Appears at least twice in this table. P-value from t-test.
To measure the piRNA expression levels, a miScript Reverse Transcription (RT) kit (Guangzhou RiboBio Co., Ltd., Guangzhou, China) was used to generate cDNA, according to the manufacturer's instructions (40). Next, qRT-PCR was performed in a 20 µl reaction volume with the following reagents (Guangzhou RiboBio Co., Ltd): SYBR-Green Mix [10 µl of SYBR-Green I mix, 0.5 µl of miDETECTATrack™ miRNA forward and reverse primers (10 µM), and 2 µl of cDNA template] on the ABI7500 system (Applied Biosystems; Thermo Fisher Scientific, Inc., Waltham, MA, USA) with the following protocol: 95°C for 3 min and 40 cycles of 95°C for 10 sec, 60°C for 20 sec, and 70°C for 1 sec.
Using the comparative 2−ΔΔCq method (41) and an example gastric carcinoma sample as a calibrator, the relative expression levels in all gastric carcinoma samples and adjacent non-tumorous stomach tissues were quantified. Hs_5S_miScript expression was used to normalize piRNA expression levels between different samples.
Risk gene expression in the stomach
The primary function of piRNAs is to suppress TEs that will then control the transcription of nearby genes. piRNAs affect the phenotypes primarily via TE suppression. The target TEs that are potentially regulated by the risk piRNAs were searched from UCSC Genome Browser (http://genome.ucsc.edu; genome assembly, hg19; track, RepeatMasker). We hypothesized that, without prior knowledge, the nearest genes to which the sequences of the piRNAs are complementary should be the most likely targets for TE regulation (30,31). These genes were thus carefully examined in this study. The relationship between the genes and GC or related cancers was searched in PubMed (Table SI). The mRNA expression of these genes in stomach was examined in two independent cohorts without cancers, including an American cohort (n=262) (42), and a UK European cohort (n=176) (43). The density of the proteins encoded by these genes was also examined in stomach of a Germany cohort (44). If a gene had a normalized intensity >36 (by RNA microarray), a TPM >1 (by RNA-Seq) or a value >10 ppm (by mass spectrometry-based proteomics microarray) in the expression levels in human stomach of these three cohorts or had been reported to be expressed in human stomach in the literature, it was marked ‘E: Expressed’ (Table SI). The detailed demographic data of these three cohorts and the expression values of the top four genes are shown in Table SII. Overall, the genes expressed in stomach are more likely to be implicated in stomach diseases than non-stomach genes. Of note, the expression of these genes was not examined in the primary cohort, which represented a limitation of the study.
The piwi protein expression in the stomach
piRNAs regulate cellular activities by interacting with piwi proteins to form a complex (17). The golden criterion to confirm the presence of piRNAs is the existence of piwi proteins in the same tissue. To test the expression of piwi in stomach, the mRNA and protein expression of piwi, including PIWIL1, PIWIL2, PIWIL3 and PIWIL4 was examined in the above three independent cohorts, including the American (42), UK European (43) and Germany cohorts (44). The most abundant piwi protein (here, PIWIL4) was further tested in our own samples (181 GC and 181 adjacent tissues), using microarray and immunohistochemistry (IHC) technologies (see Supplementary Methods).

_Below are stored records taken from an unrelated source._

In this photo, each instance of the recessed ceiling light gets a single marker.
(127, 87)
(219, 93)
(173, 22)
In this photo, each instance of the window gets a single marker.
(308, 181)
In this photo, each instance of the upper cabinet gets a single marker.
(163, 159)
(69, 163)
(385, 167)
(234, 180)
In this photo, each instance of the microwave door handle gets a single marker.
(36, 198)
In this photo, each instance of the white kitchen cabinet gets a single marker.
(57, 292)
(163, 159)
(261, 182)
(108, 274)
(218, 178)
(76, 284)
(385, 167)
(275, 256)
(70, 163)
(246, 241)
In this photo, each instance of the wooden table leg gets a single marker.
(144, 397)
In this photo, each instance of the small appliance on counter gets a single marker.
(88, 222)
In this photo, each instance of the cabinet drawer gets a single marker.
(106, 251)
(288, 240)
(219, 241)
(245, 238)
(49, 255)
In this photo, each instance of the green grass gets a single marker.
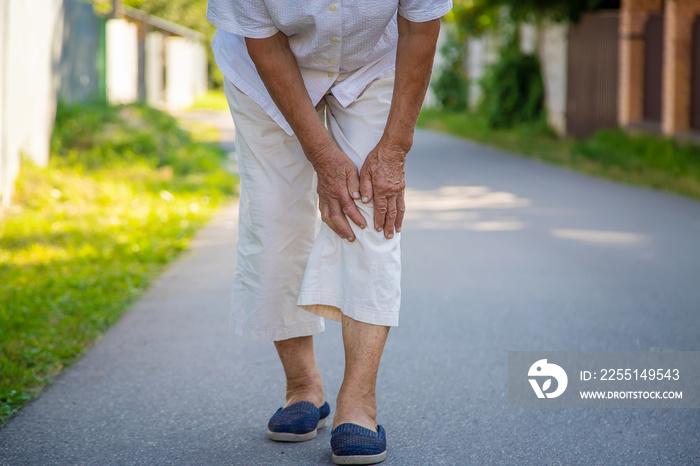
(125, 190)
(212, 100)
(643, 159)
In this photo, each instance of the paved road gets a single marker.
(500, 253)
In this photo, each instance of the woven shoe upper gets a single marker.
(353, 440)
(298, 418)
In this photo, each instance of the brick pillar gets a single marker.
(633, 18)
(678, 31)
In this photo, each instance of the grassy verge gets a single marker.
(645, 160)
(124, 191)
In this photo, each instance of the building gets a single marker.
(659, 79)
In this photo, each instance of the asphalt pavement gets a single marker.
(500, 253)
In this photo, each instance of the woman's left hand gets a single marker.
(382, 179)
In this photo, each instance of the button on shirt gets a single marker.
(340, 45)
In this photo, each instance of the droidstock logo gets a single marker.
(546, 372)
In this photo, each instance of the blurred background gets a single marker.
(105, 174)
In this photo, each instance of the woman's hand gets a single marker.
(382, 179)
(338, 185)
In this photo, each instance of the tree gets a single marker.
(476, 16)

Expression quantitative trait locus (eQTL) analysis
The 3 genome-wide significant (P<5×10−8) risk variants for GC were genotyped in the primary cohort of 16 subjects (8 cases and 8 controls). The associations between these risk variants and GC have been replicated by at least two independent genome-wide association studies (GWASs) (Table SIII). To examine whether the GC-associated piRNA expression was controlled by any of these GC-risk SNPs, we performed eQTL analysis. Usually, a piRNA controlled by DNA variants is more likely to be functional than those uncontrolled. Associations between the genotypes and expression level of each GC-associated piRNA were analyzed using t-test or one-way ANOVA. This correlation is assumed to potentially underlie SNP-disease associations. The design of the whole study was based on a regulation pathway as illustrated in Fig. S3.
Results
Differential expression of piRNAs between cases and controls (Figs. S4, 1 and 2, and Tables II and SI)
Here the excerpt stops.